Check your blood pressure 45-60 minutes after your AOD-9604 subcutaneous injection on the same days you have taken tadalafil. This is the window of maximum potential overlap. A drop of more than 20 mmHg systolic from your sitting baseline, or any episode of lightheadedness, warrants contacting your prescriber.

Symptom awareness

Symptoms of hypotension include dizziness on standing, a sudden headache that feels like pressure, visual changes, and palpitations. These symptoms with tadalafil alone indicate a need for dose review. Adding AOD-9604 to the picture makes attribution harder; track both in a symptom diary.

Inform every prescriber

Because AOD-9604 is compounded and may not appear in standard pharmacy databases that flag drug interactions, you must verbally disclose AOD-9604 use to every clinician who prescribes you any cardiovascular-active medication, including tadalafil.

Timing separation

There is no pharmacokinetic rationale for dose-separating these two agents (they do not share a metabolic pathway). Time separation does not eliminate the pharmacodynamic overlap because tadalafil's effect lasts 17.5 hours at minimum. Daily tadalafil (5 mg or 40 mg) creates a sustained vasodilatory background; you cannot time your AOD-9604 injection around it in any meaningful way.

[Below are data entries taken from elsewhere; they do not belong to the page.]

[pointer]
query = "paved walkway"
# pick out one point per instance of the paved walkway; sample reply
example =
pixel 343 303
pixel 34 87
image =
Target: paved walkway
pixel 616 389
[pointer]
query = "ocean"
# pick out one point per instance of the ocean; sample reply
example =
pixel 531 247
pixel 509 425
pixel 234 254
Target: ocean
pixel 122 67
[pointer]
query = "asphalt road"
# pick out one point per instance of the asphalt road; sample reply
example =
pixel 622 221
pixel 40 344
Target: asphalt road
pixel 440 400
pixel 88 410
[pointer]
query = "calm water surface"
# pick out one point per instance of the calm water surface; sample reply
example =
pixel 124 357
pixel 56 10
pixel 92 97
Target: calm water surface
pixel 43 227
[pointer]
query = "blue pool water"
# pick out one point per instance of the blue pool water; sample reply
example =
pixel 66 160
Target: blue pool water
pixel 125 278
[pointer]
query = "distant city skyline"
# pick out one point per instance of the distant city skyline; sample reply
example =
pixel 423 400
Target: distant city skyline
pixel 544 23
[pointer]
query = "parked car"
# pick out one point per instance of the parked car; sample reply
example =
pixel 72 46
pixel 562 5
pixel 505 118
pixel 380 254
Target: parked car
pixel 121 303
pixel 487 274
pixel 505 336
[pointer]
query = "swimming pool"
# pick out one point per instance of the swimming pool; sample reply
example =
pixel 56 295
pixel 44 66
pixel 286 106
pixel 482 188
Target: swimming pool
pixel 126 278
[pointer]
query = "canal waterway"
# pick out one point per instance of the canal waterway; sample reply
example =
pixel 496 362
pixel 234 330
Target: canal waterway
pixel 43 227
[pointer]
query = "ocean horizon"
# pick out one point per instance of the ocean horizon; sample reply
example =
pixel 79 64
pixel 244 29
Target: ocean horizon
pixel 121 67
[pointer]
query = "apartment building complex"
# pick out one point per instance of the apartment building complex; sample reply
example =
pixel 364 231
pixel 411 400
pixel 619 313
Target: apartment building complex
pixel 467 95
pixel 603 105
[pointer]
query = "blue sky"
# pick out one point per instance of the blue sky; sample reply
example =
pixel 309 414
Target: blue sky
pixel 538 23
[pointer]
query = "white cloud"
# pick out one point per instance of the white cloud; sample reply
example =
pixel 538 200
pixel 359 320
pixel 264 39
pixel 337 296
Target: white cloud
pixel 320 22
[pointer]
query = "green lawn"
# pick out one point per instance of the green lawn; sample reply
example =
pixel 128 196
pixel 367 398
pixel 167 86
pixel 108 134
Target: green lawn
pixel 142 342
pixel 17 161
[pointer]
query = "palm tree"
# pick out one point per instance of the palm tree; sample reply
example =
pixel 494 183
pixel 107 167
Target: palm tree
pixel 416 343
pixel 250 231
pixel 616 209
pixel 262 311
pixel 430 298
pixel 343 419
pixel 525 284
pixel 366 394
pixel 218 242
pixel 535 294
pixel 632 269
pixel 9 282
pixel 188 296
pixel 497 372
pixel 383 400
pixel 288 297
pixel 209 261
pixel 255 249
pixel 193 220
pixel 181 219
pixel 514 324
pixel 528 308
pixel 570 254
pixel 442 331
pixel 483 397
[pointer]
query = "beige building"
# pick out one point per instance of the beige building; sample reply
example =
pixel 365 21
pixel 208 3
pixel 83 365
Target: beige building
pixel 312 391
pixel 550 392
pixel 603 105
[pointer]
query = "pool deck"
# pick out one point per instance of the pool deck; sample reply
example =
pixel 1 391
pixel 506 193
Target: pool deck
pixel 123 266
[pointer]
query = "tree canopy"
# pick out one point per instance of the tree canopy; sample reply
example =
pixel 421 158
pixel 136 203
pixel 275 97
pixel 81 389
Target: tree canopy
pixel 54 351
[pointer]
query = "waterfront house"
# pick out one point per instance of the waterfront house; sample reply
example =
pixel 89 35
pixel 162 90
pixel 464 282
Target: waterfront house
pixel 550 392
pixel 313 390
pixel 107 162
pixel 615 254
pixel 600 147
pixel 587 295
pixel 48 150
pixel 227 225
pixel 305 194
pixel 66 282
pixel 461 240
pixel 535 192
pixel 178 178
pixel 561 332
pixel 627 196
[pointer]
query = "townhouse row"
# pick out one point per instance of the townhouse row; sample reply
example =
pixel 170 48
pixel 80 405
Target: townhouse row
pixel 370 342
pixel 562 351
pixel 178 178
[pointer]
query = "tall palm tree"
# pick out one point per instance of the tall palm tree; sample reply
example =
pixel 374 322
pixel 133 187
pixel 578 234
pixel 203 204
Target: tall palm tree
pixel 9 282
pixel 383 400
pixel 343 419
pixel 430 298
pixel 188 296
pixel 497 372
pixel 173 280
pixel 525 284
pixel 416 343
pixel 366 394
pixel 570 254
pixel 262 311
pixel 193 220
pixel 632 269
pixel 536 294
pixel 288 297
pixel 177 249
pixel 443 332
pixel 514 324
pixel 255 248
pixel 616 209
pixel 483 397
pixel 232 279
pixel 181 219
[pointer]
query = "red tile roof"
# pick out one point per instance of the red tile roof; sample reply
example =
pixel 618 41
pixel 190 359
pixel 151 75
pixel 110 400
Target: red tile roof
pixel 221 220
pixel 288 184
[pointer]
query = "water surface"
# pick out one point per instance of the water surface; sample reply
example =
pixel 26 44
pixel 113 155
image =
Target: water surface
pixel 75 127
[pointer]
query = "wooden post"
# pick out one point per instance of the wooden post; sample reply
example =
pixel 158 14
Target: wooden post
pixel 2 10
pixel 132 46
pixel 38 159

The Evidence Gap: What We Do Not Know and Why It Matters

Women have been historically under-represented in peptide research and in most PDE5 inhibitor trials outside of PAH. The PHIRST trial did include women (PAH disproportionately affects women), which is a strength. AOD-9604 trials from Metabolic Pharmaceuticals included both sexes, but published sex-disaggregated safety and efficacy data are not available in peer-reviewed literature. That means every statement about AOD-9604's effects in women relies on extrapolation from mixed-sex or unpublished data, animal studies, or mechanism-based reasoning. This is the honest state of the science in 2025.

A clinician who tells you with confidence that AOD-9604 plus tadalafil is "completely safe" for women is overstating what the evidence supports. A clinician who says it is definitively dangerous is also overstating it. The correct answer is: the direct interaction risk appears low based on pharmacological reasoning, but the data in women specifically are absent, and that gap should be part of your shared decision-making conversation.

Clinical Bottom Line Before the FAQ

If you are prescribed both AOD-9604 and tadalafil, ask your clinician to document their reasoning in writing, confirm you are not on any nitrate medication, check your blood pressure at the peptide-injection peak, and report any dizziness or hypotensive symptoms immediately. The Adcirca prescribing information lists systemic hypotension as an adverse effect in approximately 3% of tadalafil-treated PAH patients even without peptide co-administration; your personal risk depends on your baseline cardiovascular status, your other medications, and your hormonal life stage.